Maddox: Why was Nicholas Shadowfell there?
The mindlink was filled with the kind of silence that usually preceded someone committing arson before Ryker broke it.
Ryker: In the redacted file, Commander.
Maddox: Regardless, Shadowfell protected her. I owe him another thank you. That’s not a debt I forget.
Ryker and Sterling exchanged a glance, neither commenting. Maddox saw.
Maddox: What.
Ryker: Redacted.
Maddox: Get me that goddamn file tonight.
Ryker: Sure. But I want it on record that I strongly suggest reading it sitting down, away from anything that can catch fire. Ideally in the middle of a lake.
Maddox looked at Ryker the way a volcano looks at a village that just called it a hill.
Maddox: Starting tomorrow, she trains with me.
Ryker: Maddox. Brother. You cannot train your own mate. You know why. Sterling and I took the riding. We’re taking this too.
Maddox’s eyes blazed molten for the third time that night, lighting the dark around them like twin warning signs. Ryker held up both hands in surrender.
Ryker: Easy there, big guy.
Jaxon: Add me to the rotation.
Sterling: There it is.
Jaxon: You’re welcome.
Maddox held up a finger, leaning forward to hear what was being said through the canvas.

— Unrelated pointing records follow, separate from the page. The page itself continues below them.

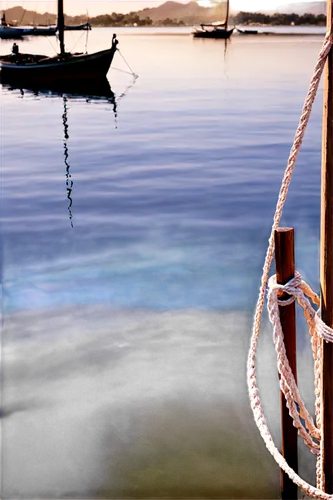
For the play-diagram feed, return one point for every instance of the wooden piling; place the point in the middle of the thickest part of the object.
(326, 262)
(285, 270)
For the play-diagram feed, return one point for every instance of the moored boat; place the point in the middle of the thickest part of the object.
(65, 66)
(215, 30)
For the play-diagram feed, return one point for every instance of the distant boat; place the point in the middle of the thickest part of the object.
(48, 31)
(215, 30)
(65, 66)
(79, 27)
(11, 32)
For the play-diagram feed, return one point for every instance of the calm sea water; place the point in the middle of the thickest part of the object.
(153, 264)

"Have you just been storing these here?" Guinevere asked.
"Portals, girl," Eron answered.
"Did you capture them in the wild or just promise them the vessel?" Her tone was perfectly balanced, leaving it unclear whether she was mocking them or actually curious.
"These are ones that attacked dragon houses. The cages prevent the portals," another voice answered that sounded like Lord Solandris.

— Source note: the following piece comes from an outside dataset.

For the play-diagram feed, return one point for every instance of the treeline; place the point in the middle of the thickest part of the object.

"Smart," she replied. "Is your tent warded too? Because what’s to stop them portaling right back out?"
Sterling’s lips twitched. A rare lightning-strikes-only-once moment that Maddox absolutely saw.
Sterling: It’s funny because that’s her ’this is genuinely interesting’ voice, Commander.
Ryker: No, shit. Stop talking before we have to explain to forty lords why Diplomat Row is on fire.
Maddox: Thirty-nine.
"Yes," Eron’s voice boomed. "This one is warded. We won’t let them portal you anywhere, girl. We just want you to use your goddamn magic. That’s all."
Solandris’s tents were connected, a row of them sharing walls. Eron had just confirmed this tent was warded against portals, but he said nothing about the others.
Maddox: Jaxon.
Jaxon: On it.
✦✦✦
INSIDE THE TENT
The flap parted. Four cages this time.
"I told you, Eron, I don’t know how to use that magic. If I did, I would," Guinevere repeated.
He didn’t answer, face cold.
She sighed, staring at the cages like a woman who had been gifted four very chatty demon-fairies and was now going to have to dismantle them.
The four came out screaming over each other, a chorus with no conductor.
"Open her, open her, peel the rind, sweetest little breeding hole we’ll ever find—"
She kicked the first one’s kneecaps, and it folded.